I don't think that this statement is correct (the quote on Wikipedia, not your conclusion).
Educators do indeed employ lies-to-children with the intention of deception in many cases. It's not the primary intention, but it is still intentional deception.
In some cases, there is no intention to deceive (e.g. when a teacher immediately explains that 'what I'm teaching you is an intentional oversimplification, and is not completely correct'), but in many cases, educators leave this to the teacher who needs to teach the newer, more correct model later.

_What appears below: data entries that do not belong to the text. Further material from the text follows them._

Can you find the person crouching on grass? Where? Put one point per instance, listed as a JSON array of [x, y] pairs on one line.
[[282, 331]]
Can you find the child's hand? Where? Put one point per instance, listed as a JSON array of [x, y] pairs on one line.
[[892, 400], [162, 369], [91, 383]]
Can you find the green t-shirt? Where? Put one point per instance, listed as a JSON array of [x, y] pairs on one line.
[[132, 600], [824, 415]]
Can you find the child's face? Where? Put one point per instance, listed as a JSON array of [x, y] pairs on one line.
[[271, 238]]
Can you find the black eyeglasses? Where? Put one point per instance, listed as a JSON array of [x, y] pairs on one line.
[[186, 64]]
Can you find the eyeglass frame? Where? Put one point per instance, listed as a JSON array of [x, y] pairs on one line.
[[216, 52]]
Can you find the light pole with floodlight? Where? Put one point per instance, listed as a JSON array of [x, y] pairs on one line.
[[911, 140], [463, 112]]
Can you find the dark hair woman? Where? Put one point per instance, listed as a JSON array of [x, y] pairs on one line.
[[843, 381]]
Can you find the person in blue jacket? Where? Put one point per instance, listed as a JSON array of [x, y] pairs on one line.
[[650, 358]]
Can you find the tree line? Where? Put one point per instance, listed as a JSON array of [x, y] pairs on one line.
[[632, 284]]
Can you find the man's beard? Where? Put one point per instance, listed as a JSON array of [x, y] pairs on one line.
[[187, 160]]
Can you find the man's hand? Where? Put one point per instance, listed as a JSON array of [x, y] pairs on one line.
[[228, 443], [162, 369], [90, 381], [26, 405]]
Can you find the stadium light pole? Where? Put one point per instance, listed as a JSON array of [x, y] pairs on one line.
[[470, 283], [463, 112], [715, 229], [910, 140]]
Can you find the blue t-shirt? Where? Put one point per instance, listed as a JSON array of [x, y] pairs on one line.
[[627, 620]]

This is especially true at a young age.
> the authors acknowledge that some people might dispute the applicability of the term lie, while defending it on the grounds that "it is for the best possible reasons, but it is still a lie".
The models that they call "lie" are, in fact, mostly correct, they are good approximations, with limited scope, and sometimes don't handle edge cases, the same with Newton's gravity and many topics.
The same way that Pi is not 3.14159, nor it is 3.141592653589793238462643383279502884197169399375105820974944592307816406286, and it's not a lie, just an approximation.
Yeah, I agree the name is terrible. The logic that simplifications of complex topics are "lies" essentially makes every part of human knowledge a lie - which makes it a meaningless term.
Ultimately every single thing you think you understand ends at an approximation or a simplification. That's just the nature of the world. It's not a lie - it's just a simpler abstraction of the underlying truth.
The entire field of engineering is based on creating simple models of things and using them to build complex things. Every engineering class is pre-empted with "these equations are simplified approximations of how things work in the real world, but they're good enough for designing things". Those aren't lies - just useful tools.
Then they're not lies. Nor are jokes, fiction, or any other perceived-to-be-untruths not intended to deceive.